Senate Majority Leader Charles E. Schumer, D-N.Y., said on MSNBC Monday night the chamber would revisit the policy.
“We’re going to come back and make them vote on that again,” he said of Republicans.
The Pharmaceutical Care Management Association, which represents pharmacy benefit managers, said commercial insulin copays currently average $23. But a Kaiser Family Foundation analysis illustrates considerable variation across the private sector, with the highest costs concentrated in the individual and small group markets.
People with high-deductible plans or no insurance coverage at all are suffering the most, KFF Medicare Policy Deputy Director Juliette Cubanski noted.
“An average is an average, right?” she said. “So some people pay less and some people pay more.”
Medicare Part D insulin copays, by contrast, average $54 — more than 50 percent above the $35 cap Democrats are seeking.
It’s hard to see how drugmakers, pharmacy benefit managers and insurers would take that hit, said Jackson Hammond, a health care policy analyst at the American Action Forum.
“Those expenses are going to be recouped in the private market,” he said.
Cubanski said the bill’s inflation penalty for Medicare prices also runs the risk of introducing a “wrinkle” into pricing dynamics for drugs more broadly.
The original language calculated the penalty based on prices in the Medicare and commercial markets, which would have created a financial disincentive for drugmakers to raise private sector prices.
But the new language excludes private sector prices from the calculation. Drugmakers might therefore be more willing to hike prices on products with low Medicare uptake and absorb the penalty if the private sector profits eclipse the loss, Cubanksi said.
“It still seems more complicated than straightforward in terms of how exactly this will play now that it no longer applies to the commercial market,” she said. “But I think on balance, there’s still some effect we can expect from the inflation provision on constraining price growth in the commercial market because of the way that the measure of price is calculated.”
About 12 percent of private health insurance spending in 2020 was on retail prescription drugs, on par with the past five years, according to the Centers for Medicare and Medicaid Services’ National Health Expenditure data.
Studies on the impact of inflation penalties in other drug programs show they help slow price increases for other payers, said Sean Dickson, director of health policy for West Health Policy Center, and the provisions in the reconciliation bill will likely have the same “positive spillover effect.”
“We found that even when an inflation penalty was only for a portion of drug sales, it did end up reducing the size of price increases for everyone,” Dickson said.
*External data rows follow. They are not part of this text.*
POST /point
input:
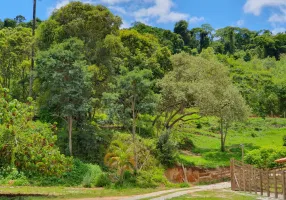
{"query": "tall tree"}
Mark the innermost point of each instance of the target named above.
(64, 87)
(33, 48)
(132, 95)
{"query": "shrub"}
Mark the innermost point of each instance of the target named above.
(186, 144)
(167, 150)
(92, 175)
(265, 157)
(103, 180)
(15, 178)
(284, 140)
(151, 178)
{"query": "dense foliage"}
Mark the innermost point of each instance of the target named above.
(121, 99)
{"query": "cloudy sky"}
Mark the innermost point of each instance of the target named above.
(252, 14)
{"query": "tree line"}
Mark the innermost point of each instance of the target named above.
(89, 73)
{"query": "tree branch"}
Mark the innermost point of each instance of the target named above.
(181, 118)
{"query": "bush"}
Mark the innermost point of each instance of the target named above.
(14, 178)
(103, 180)
(284, 140)
(167, 150)
(92, 175)
(265, 157)
(151, 178)
(186, 144)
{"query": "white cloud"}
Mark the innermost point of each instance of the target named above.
(278, 18)
(255, 6)
(112, 2)
(240, 23)
(62, 3)
(162, 11)
(195, 20)
(118, 9)
(125, 24)
(278, 30)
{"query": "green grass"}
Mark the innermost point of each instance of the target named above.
(67, 193)
(255, 133)
(217, 195)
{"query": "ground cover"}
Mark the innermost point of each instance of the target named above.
(253, 134)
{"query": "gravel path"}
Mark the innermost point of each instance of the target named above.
(195, 189)
(168, 194)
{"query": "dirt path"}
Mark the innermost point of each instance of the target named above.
(168, 194)
(195, 189)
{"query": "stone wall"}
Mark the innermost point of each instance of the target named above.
(196, 174)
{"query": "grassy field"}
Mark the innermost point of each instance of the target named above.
(255, 133)
(217, 195)
(67, 193)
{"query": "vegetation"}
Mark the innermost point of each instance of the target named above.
(216, 195)
(85, 103)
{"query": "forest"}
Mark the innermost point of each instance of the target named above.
(87, 103)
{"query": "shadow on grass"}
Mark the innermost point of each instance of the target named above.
(212, 158)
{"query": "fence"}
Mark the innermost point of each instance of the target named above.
(250, 179)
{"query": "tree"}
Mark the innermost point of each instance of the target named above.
(27, 145)
(63, 82)
(20, 19)
(119, 157)
(229, 106)
(14, 53)
(181, 89)
(181, 28)
(33, 48)
(10, 23)
(132, 95)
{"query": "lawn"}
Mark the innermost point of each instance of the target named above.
(68, 193)
(255, 133)
(217, 195)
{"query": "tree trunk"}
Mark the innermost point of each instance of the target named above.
(134, 132)
(70, 133)
(222, 147)
(33, 49)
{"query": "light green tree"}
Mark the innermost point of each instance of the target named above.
(64, 87)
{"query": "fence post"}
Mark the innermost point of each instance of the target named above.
(232, 174)
(283, 185)
(261, 183)
(275, 185)
(255, 180)
(244, 178)
(268, 183)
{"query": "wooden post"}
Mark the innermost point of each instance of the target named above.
(283, 185)
(275, 185)
(255, 180)
(244, 178)
(251, 179)
(268, 183)
(261, 182)
(232, 174)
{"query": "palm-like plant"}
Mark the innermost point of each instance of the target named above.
(120, 157)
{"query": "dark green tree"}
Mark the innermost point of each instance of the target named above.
(64, 86)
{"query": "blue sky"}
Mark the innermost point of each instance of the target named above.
(252, 14)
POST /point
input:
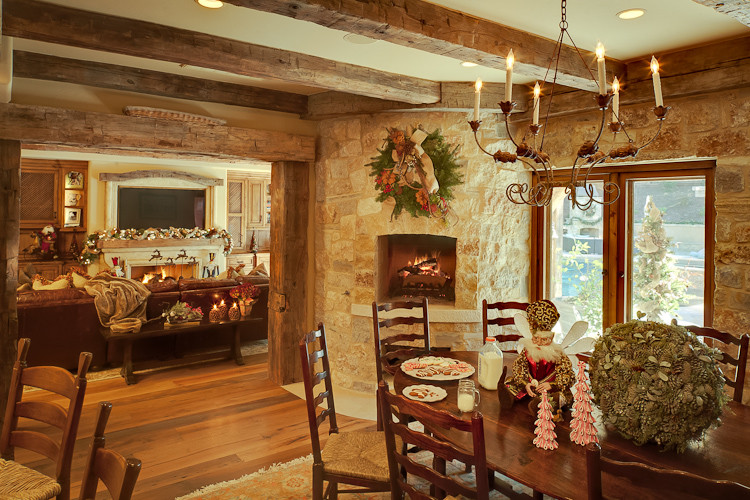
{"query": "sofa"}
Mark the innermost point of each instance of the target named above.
(62, 323)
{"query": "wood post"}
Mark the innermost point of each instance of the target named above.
(288, 292)
(10, 209)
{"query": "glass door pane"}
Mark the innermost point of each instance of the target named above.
(667, 247)
(575, 260)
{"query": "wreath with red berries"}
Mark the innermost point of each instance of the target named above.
(404, 166)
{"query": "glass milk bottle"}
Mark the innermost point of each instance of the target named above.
(490, 364)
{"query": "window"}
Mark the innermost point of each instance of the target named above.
(645, 255)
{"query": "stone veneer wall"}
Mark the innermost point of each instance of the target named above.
(715, 125)
(492, 254)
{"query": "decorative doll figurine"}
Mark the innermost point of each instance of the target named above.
(542, 364)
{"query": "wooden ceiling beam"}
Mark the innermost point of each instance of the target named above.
(119, 134)
(421, 25)
(737, 9)
(53, 23)
(143, 81)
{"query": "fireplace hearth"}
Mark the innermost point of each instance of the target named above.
(416, 265)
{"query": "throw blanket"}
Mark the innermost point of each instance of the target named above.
(120, 302)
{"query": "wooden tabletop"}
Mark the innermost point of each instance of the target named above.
(725, 453)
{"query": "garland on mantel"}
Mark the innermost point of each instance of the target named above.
(418, 171)
(91, 251)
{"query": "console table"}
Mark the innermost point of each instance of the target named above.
(161, 328)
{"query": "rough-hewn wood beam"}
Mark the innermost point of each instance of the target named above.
(110, 76)
(738, 9)
(58, 24)
(425, 26)
(124, 134)
(684, 73)
(456, 96)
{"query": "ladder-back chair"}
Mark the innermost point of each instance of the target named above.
(667, 481)
(118, 473)
(740, 362)
(16, 480)
(358, 457)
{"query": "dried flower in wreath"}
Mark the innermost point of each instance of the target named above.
(657, 383)
(418, 172)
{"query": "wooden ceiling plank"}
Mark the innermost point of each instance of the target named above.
(435, 29)
(737, 9)
(157, 137)
(53, 23)
(110, 76)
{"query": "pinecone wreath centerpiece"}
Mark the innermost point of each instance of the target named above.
(657, 383)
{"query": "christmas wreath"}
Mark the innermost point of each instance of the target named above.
(91, 251)
(418, 171)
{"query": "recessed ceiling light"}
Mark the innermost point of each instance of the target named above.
(358, 39)
(211, 4)
(631, 13)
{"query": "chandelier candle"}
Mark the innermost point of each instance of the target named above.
(657, 81)
(477, 93)
(509, 76)
(601, 71)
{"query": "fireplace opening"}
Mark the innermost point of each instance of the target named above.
(416, 265)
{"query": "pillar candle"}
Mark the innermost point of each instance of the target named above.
(601, 71)
(657, 81)
(477, 93)
(509, 76)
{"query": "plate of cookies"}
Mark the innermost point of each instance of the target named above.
(426, 393)
(437, 368)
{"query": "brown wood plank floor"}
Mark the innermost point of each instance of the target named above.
(194, 425)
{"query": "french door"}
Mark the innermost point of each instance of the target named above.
(647, 255)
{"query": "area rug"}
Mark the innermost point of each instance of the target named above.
(293, 481)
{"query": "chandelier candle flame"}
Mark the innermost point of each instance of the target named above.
(530, 150)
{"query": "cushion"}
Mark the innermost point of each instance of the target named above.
(19, 482)
(358, 454)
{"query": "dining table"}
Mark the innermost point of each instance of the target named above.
(723, 453)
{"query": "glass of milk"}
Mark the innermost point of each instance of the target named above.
(468, 395)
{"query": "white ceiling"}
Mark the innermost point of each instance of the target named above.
(667, 25)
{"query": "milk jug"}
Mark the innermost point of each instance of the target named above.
(490, 364)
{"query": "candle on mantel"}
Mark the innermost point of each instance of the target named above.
(477, 93)
(601, 71)
(657, 81)
(615, 100)
(537, 91)
(509, 75)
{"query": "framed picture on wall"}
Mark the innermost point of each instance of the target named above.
(72, 217)
(74, 180)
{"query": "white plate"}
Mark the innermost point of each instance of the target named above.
(430, 393)
(466, 370)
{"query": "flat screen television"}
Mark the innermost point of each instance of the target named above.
(141, 208)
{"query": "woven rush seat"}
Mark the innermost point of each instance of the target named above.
(21, 483)
(357, 454)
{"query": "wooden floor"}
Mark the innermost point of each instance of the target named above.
(196, 425)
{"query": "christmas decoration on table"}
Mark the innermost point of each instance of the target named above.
(418, 172)
(658, 288)
(543, 365)
(182, 312)
(582, 426)
(91, 251)
(545, 427)
(657, 383)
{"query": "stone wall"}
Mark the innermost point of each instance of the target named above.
(492, 254)
(715, 125)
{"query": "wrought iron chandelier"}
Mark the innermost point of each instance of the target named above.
(578, 189)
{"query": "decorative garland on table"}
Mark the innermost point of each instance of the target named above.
(418, 172)
(91, 251)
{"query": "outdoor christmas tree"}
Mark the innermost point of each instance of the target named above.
(545, 427)
(582, 427)
(658, 290)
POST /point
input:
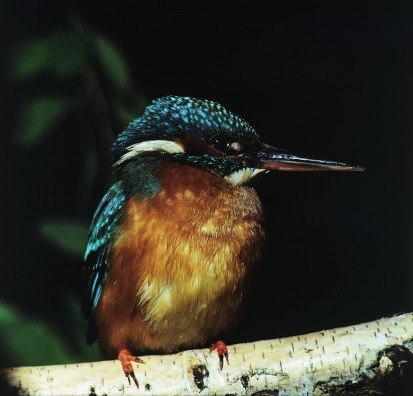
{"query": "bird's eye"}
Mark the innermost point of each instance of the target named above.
(235, 146)
(227, 146)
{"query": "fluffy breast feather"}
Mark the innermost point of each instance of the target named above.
(184, 255)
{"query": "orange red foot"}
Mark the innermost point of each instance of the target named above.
(126, 358)
(222, 351)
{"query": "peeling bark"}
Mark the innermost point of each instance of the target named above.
(365, 359)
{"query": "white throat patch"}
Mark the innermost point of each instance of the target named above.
(243, 176)
(163, 146)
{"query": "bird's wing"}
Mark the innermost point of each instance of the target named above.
(102, 230)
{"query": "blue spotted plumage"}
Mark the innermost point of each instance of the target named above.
(173, 241)
(102, 230)
(168, 116)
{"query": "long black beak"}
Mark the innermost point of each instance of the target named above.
(276, 159)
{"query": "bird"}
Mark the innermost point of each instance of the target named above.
(176, 238)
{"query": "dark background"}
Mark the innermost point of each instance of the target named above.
(329, 78)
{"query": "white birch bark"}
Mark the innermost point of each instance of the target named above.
(338, 361)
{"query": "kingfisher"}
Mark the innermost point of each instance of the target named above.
(173, 242)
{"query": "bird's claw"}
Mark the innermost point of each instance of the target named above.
(222, 351)
(126, 358)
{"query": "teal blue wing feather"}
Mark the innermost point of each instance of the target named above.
(102, 231)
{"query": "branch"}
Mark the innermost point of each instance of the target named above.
(350, 360)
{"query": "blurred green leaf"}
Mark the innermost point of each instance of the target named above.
(62, 54)
(113, 63)
(70, 236)
(28, 341)
(40, 116)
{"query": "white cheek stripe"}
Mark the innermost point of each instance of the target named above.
(243, 176)
(165, 146)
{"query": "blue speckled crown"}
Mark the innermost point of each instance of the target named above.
(170, 115)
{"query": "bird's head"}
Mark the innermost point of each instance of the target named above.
(204, 134)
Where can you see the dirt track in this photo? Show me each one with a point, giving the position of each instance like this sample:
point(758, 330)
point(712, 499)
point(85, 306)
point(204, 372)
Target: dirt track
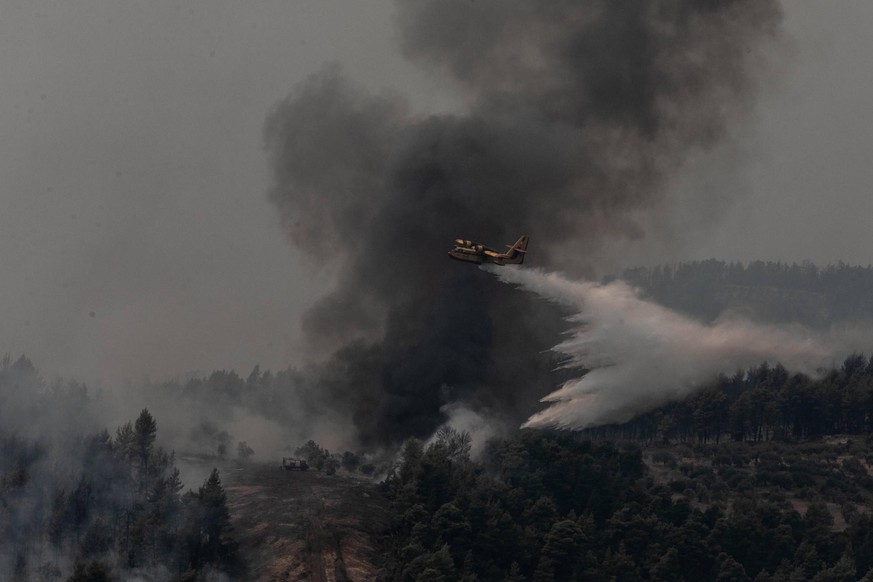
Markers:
point(304, 525)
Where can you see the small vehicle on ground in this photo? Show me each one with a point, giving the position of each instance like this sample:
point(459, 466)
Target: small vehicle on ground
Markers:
point(292, 464)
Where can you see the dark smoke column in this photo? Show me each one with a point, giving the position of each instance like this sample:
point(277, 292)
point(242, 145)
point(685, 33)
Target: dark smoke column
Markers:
point(580, 113)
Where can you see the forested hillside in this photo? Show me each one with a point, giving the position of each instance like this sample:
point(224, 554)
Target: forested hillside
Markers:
point(552, 507)
point(763, 291)
point(99, 506)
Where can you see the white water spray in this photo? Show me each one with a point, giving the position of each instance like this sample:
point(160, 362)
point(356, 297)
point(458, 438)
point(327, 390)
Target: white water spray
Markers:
point(641, 354)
But Spencer Perlman, managing partner at investment advisory firm Veda Partners, agreed that drugmakers could still raise commercial prices with “relative impunity” if the drug has low Medicare market share. All told, he said in an investment note, the bill is the “second-best outcome for industry.”
“While it is undeniably worse than the status quo and will disproportionately impact specific drugs and manufacturers, in aggregate we believe the reforms are relatively modest, adaptable, and manageable, allowing for substantial growth in coming years for national prescription drug spending, and profitability.”